Taiwan’s military has recently revealed powered exoskeleton suits that its soldiers can use in the future during wartime or humanitarian missions, to aid with tasks ranging from lifting and carrying heavy objects, to moving over rough terrain.
Research into powered exoskeletons has been ongoing for many years, due to their potential uses in different military, civilian and healthcare contexts. But what are the advantages they may be able to bring to the battlefield, and would investments in such technology be worth the investments for a country like Taiwan?
Background: Battle of the exoskeletons
An exoskeleton is an exterior structure that supports and protects the body from the outside. Its mechanisms interact directly with the body, adding strength and endurance to the user’s movements. It is also supposed to be optimized for operating during demanding tasks in extreme conditions.
Countries like China and the US have already come up with their military versions of powered exoskeletons. In fact, just earlier this year, China revealed a new powered exoskeleton capable of helping soldiers carry ammo and providing 20 kilograms of strength assistance.
Taiwan and China are currently involved in some tensions arising from Beijing’s claims that Taiwan is a breakaway Chinese province; Taiwan resists this assertion, as it is an independently governed country. The conflict between the two has escalated in recent months with the exchange of sharp comments and airspace provocations by China.
Analysis: Taiwan’s military exoskeletons
In October, during a press conference, Taiwan’s Ministry of National Defense unveiled its “Army Iron Man” powered exoskeleton system, created by the National Chung-Shan Institute of Science and Technology (NCIST). The suit was designed for military use during wartime and in the event of any disaster.
The suit wraps around the shins and thighs while a few wires also extend up to a belt around the waist. Jen Kuo-kuang told the reporters at the conference that the suit reduces stress on the leg and hip joints (by supporting the knees), allowing the user to lift and carry heavier objects, over greater distances, and at higher speeds.
Powered by a lithium battery, Taiwan’s exoskeleton is currently capable of providing 40 Newton-meters of torque, allowing wearers to move at speeds of up to 3.7 miles per hour, while still weighing under 10 kilograms. A future version of the exoskeleton is expected to increase the strength of the user even more, but it will also be about 5 times heavier.

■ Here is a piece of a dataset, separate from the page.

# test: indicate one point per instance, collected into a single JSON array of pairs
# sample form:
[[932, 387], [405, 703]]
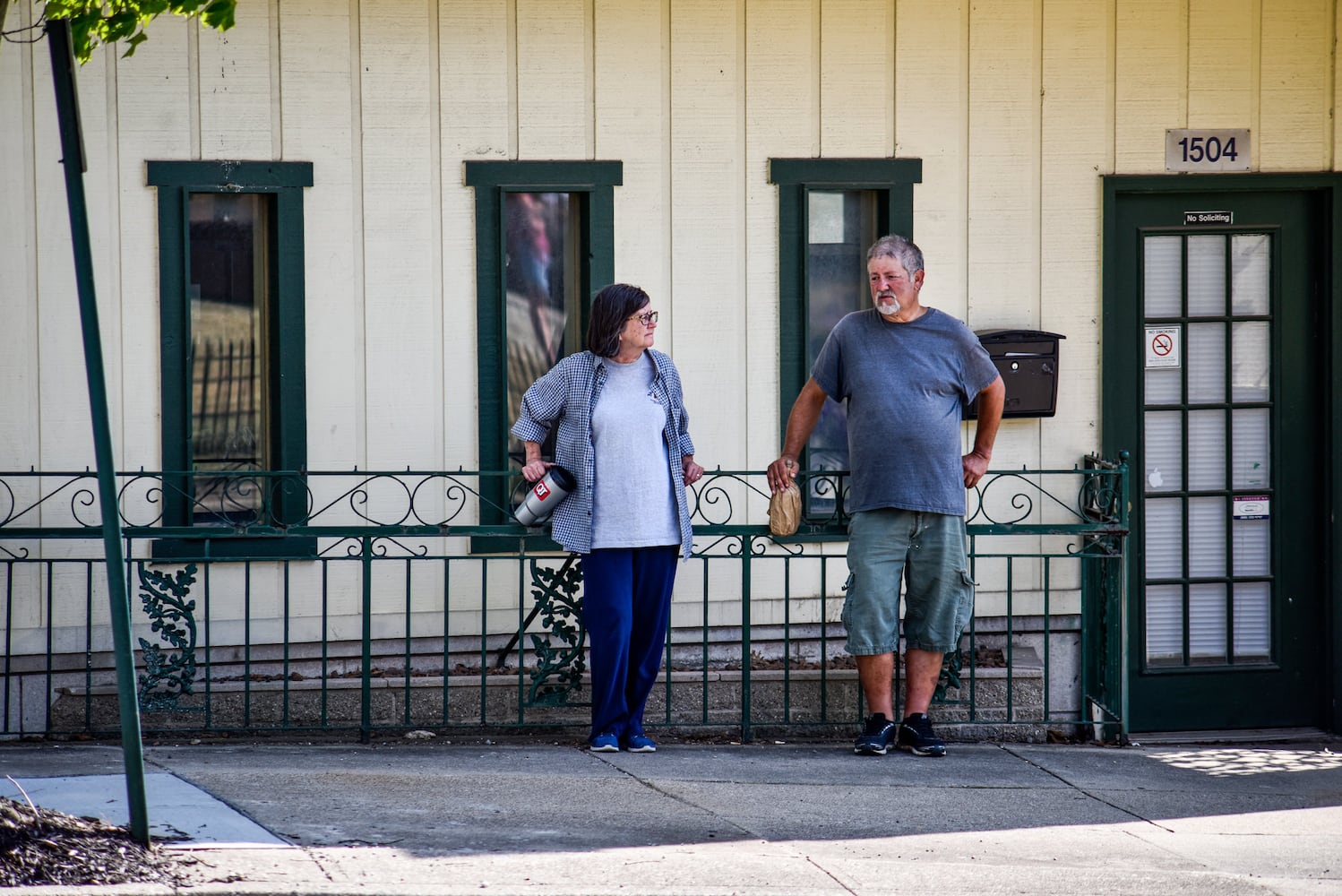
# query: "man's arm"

The suit will probably be used to help soldiers carry ammo, rescue other soldiers, and complete other tiring and complicated tasks. But is it really capable of making a difference during wartime?
Outlook: Is it worth it?
As a big Fallout fan, the idea of having this type of tech is pretty exciting. However, the similarities between Power Armor and real-life powered exoskeletons aren’t that many. In fact, is there even practical use for these devices when it comes to wartime?
Sure, being able to carry heavy things like weapons, ammo cases, and fallen soldiers, with ease can be very helpful, but will an exoskeleton make you run faster than an incoming missile? It won’t.
Considering the rising tensions between Taiwan and mainland China, and the fact that the latter also revealed a similar suit for military use this year, it’s possible that Taiwan wants to present itself as a force to be reckoned with, an effort that exoskeleton suits could help to achieve.
However, when comparing forces, China has superior firepower and troops. The bottom line is, a powered exoskeleton probably can’t protect you from that, and the Taiwanese government may be better off equipping their military with more traditional firepower and armaments.